Song by Cannibal Corpse

from the album Torture
- Released: February 6, 2012
- Genre: Death metal
- Length: 4:44
- Label: Metal Blade Records
- Composer: Alex Webster
- Lyricist: Alex Webster
- Producer: Erik Rutan

= Scourge of Iron =

"Scourge of Iron" is a song by American death metal band Cannibal Corpse from their twelfth studio album Torture. A fan favorite from the band's middle discography, the track became a staple of the band's live sets shortly after it was released.
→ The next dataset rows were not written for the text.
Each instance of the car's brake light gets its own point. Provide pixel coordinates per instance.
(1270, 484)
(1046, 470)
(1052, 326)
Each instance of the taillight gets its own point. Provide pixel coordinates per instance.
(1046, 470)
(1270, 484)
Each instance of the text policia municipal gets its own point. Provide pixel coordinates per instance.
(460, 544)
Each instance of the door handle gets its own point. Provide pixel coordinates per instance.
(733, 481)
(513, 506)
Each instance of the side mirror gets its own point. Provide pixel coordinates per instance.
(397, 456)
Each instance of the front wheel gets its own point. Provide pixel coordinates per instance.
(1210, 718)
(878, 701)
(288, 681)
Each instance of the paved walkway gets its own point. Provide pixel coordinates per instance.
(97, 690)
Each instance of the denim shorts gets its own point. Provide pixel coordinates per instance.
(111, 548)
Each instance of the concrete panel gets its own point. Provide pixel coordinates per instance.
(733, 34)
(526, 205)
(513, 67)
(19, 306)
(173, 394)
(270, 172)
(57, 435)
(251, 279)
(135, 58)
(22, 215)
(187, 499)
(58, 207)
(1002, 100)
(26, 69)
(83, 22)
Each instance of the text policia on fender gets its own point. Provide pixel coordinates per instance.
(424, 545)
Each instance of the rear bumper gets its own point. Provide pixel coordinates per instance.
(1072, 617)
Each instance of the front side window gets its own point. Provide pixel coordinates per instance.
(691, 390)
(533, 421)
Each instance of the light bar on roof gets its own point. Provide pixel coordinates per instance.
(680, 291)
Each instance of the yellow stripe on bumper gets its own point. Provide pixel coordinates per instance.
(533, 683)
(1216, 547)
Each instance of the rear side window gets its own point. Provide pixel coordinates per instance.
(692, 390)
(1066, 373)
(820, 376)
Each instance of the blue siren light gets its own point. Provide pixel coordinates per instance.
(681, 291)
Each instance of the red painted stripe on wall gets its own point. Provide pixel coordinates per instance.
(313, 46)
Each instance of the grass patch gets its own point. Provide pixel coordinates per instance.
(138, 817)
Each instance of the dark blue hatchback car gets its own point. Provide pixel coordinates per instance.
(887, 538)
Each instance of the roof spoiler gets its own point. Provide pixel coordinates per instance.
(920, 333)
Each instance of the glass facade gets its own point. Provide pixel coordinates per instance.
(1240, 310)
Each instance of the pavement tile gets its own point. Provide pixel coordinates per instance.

== Composition and lyrics ==
"Scourge of Iron" is a slower track in the band's recorded catalog. Cannibal Corpse bassist Alex Webster composed the track. He stated the belief that the song "helps to show the songwriting diversity" on the album. The song opens with what is described as a thrash metal-oriented groove, according to Guitar World. This section is performed at 172 beats per minute, according to Webster. Loudwire said the song "starts off pretty fast, but that only lasts for 10 seconds and the bloody beatdown is on!" The site described the song's rhythm section as employing a "slow-burning, menacing chug". Tom Cronin of Celestial Sanctuary wrote in an article published by Metal Hammer that the riff was the "heaviest thing [he'd] ever heard" and conferred the title of "the king of all dumb-dumb riffs" on it. He explained: "Imagine someone breaking off a piece of stalagmite from a cave floor and pulverising your face until you’re just a lifeless body in a Cannibal Corpse T-shirt with nothing but a blood puddle left where your head used to be - then you're halfway there." Kerrang! said the song "feels like a distillation of this, the band’s whole history melted down and refined into a marching, bloodthirsty rager." Blabbermouth said the song contains "loping evil".

The song's lyrics describe a person "being tortured and flayed in Hell with metal whips," according to Loudwire.